Two nested loops check every pair of elements. The outer loop picks one element, the inner loop scans the rest. For n elements that is n × (n−1)/2 comparisons = O(n²). No extra memory — just two loop variables.

TWO POINTERS

O(n) time

O(1) space

Each pointer traverses the array at most once. With two pointers moving inward (or both moving right), the total number of steps is bounded by n. Each comparison is O(1), giving O(n) overall. No auxiliary data structures are needed — just two index variables.

Shortcut: Two converging pointers on sorted data → O(n) time, O(1) space.

Coach Notes

Common Mistakes

Review these before coding to avoid predictable interview regressions.

Off-by-one on range boundaries

Wrong move: Loop endpoints miss first/last candidate.

Usually fails on: Fails on minimal arrays and exact-boundary answers.

Fix: Re-derive loops from inclusive/exclusive ranges before coding.

Overflow in intermediate arithmetic

Wrong move: Temporary multiplications exceed integer bounds.

Usually fails on: Large inputs wrap around unexpectedly.
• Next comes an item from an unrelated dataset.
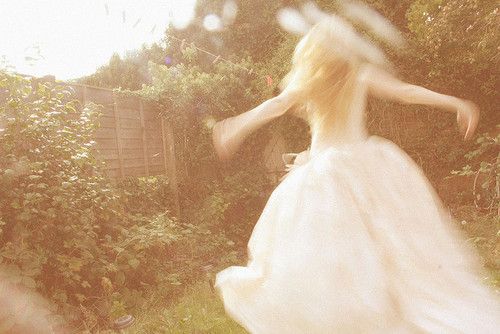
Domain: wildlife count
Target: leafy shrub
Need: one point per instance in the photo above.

Fix: Use wider types, modular arithmetic, or rearranged operations.

Moving both pointers on every comparison

Wrong move: Advancing both pointers shrinks the search space too aggressively and skips candidates.

Usually fails on: A valid pair can be skipped when only one side should move.

Fix: Move exactly one pointer per decision branch based on invariant.